03/23/2020 02:53:56 PM

Mar23

This is a week when the whole world feels different, strange and new. Everyone's lives have been upended, each of us adjusting to the new rules that seem to come out so quickly they're nearly impossible to track. Some of us are still trying to figure out which rules specifically apply to us, if there are loopholes, if there are rules that apply to others but won't affect us.

It seems fitting, then, that this is the week when we also started reading a new book of the Torah, specifically the book that is entirely about laws: Leviticus. Leviticus is the book that Reform Jews have struggled with the most throughout our history. So many of its laws have always felt like they don't define who we are and the Jewish lives we want to lead; we are rule breakers and iconoclasts! These rules apply to others, but not us; we have always found ways to get around them. In fact, early Reform Jews suggested eliminating the book all together because its laws were exactly the ones that we were trying to reform. Sacrifices? Not our style. Special rules for how we gather, for what we wear, for how we wash our hands, for how we clean our homes? Not something we need the Torah to tell us.

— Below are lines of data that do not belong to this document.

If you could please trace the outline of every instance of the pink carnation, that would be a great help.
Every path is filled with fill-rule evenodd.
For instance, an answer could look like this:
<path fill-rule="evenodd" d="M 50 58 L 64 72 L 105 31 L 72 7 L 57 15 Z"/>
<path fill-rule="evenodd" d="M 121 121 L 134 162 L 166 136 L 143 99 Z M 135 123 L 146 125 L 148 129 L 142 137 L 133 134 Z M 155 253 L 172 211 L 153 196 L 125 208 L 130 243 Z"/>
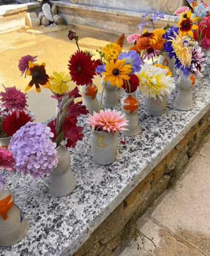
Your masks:
<path fill-rule="evenodd" d="M 112 134 L 127 130 L 124 127 L 128 125 L 128 122 L 125 113 L 121 114 L 120 111 L 116 112 L 115 110 L 111 111 L 110 109 L 104 112 L 100 110 L 99 113 L 94 112 L 93 117 L 90 115 L 87 119 L 87 123 L 93 130 L 96 127 L 97 130 L 100 129 L 102 131 Z"/>
<path fill-rule="evenodd" d="M 177 16 L 179 16 L 182 13 L 186 12 L 188 13 L 189 11 L 190 8 L 188 6 L 182 6 L 175 11 L 175 14 Z"/>
<path fill-rule="evenodd" d="M 127 37 L 127 41 L 129 44 L 132 44 L 135 43 L 137 41 L 138 38 L 141 36 L 141 35 L 140 34 L 133 34 L 133 35 L 130 35 Z"/>

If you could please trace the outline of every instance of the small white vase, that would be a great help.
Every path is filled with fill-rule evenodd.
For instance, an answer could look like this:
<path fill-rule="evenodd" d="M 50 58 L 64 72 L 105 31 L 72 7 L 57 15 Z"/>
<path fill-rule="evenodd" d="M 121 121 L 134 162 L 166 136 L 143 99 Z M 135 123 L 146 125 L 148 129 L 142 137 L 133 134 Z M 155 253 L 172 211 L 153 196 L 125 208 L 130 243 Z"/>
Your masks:
<path fill-rule="evenodd" d="M 141 132 L 141 126 L 139 125 L 138 109 L 139 101 L 136 97 L 136 92 L 132 93 L 124 93 L 124 96 L 121 100 L 121 109 L 125 113 L 128 125 L 126 129 L 128 130 L 120 131 L 120 133 L 126 136 L 134 136 Z"/>
<path fill-rule="evenodd" d="M 12 136 L 9 137 L 0 138 L 0 147 L 7 149 L 8 146 L 10 143 L 10 139 Z"/>
<path fill-rule="evenodd" d="M 177 85 L 179 90 L 174 102 L 174 107 L 179 110 L 192 109 L 192 89 L 195 85 L 194 76 L 191 72 L 188 76 L 182 73 L 179 76 Z"/>
<path fill-rule="evenodd" d="M 118 141 L 117 133 L 92 131 L 90 144 L 95 163 L 106 166 L 113 163 L 117 158 Z"/>
<path fill-rule="evenodd" d="M 12 192 L 3 186 L 0 190 L 0 245 L 10 246 L 26 234 L 28 221 L 23 212 L 14 204 Z"/>
<path fill-rule="evenodd" d="M 152 115 L 161 115 L 166 110 L 167 95 L 161 96 L 162 101 L 156 96 L 156 100 L 150 97 L 145 97 L 145 106 L 147 113 Z"/>
<path fill-rule="evenodd" d="M 172 73 L 172 75 L 174 71 L 174 57 L 173 56 L 171 59 L 170 59 L 169 52 L 163 52 L 163 55 L 159 55 L 158 59 L 158 64 L 169 67 L 169 69 Z"/>
<path fill-rule="evenodd" d="M 49 192 L 54 196 L 66 196 L 73 191 L 77 185 L 76 179 L 70 168 L 71 157 L 69 151 L 62 145 L 56 148 L 60 156 L 56 168 L 49 172 Z"/>
<path fill-rule="evenodd" d="M 119 105 L 119 99 L 117 92 L 117 87 L 112 85 L 110 81 L 105 82 L 103 77 L 102 80 L 102 87 L 104 87 L 102 97 L 102 104 L 107 108 L 113 108 Z"/>
<path fill-rule="evenodd" d="M 83 104 L 89 110 L 89 114 L 91 115 L 94 111 L 98 113 L 99 105 L 96 97 L 98 93 L 98 87 L 94 84 L 89 84 L 87 85 L 81 86 L 81 94 L 83 97 Z"/>

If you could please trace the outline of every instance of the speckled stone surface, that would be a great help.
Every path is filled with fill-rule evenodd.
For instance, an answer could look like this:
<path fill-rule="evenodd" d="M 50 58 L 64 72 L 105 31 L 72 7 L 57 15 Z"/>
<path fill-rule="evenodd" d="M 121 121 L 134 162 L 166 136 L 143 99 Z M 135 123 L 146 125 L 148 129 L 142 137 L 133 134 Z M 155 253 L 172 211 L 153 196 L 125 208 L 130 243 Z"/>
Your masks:
<path fill-rule="evenodd" d="M 135 137 L 125 137 L 125 145 L 120 142 L 122 135 L 119 135 L 119 155 L 111 164 L 100 166 L 94 162 L 90 146 L 91 129 L 85 118 L 79 118 L 79 124 L 85 126 L 85 137 L 75 148 L 69 148 L 70 168 L 78 184 L 69 196 L 51 196 L 47 176 L 35 179 L 10 172 L 6 185 L 14 192 L 15 203 L 23 210 L 30 225 L 19 242 L 7 247 L 0 246 L 0 255 L 72 255 L 75 253 L 209 110 L 209 63 L 208 60 L 204 78 L 196 80 L 191 110 L 176 110 L 171 94 L 166 112 L 161 116 L 151 116 L 146 112 L 144 97 L 137 93 L 142 131 Z M 116 108 L 120 108 L 120 105 Z"/>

Oh boy. The irony is pretty apparent. Could it be that for the first time for many of us, the book of Leviticus will have something critical to teach us? Not all of its rules and laws speak to us today for sure-we don't offer animal sacrifices, we don't have high priests, we don't have the ancient Temple. Yet the most important thing Leviticus has to teach us is this: for the system to work, everyone has to participate. Everyone has to follow the rules, even if the rules apply slightly different for each of us based on our occupation, our health, and our needs. A healthy community only works when we all work together, taking our neighbors lives as seriously as our own, offering what we can from what we have for the benefit of all.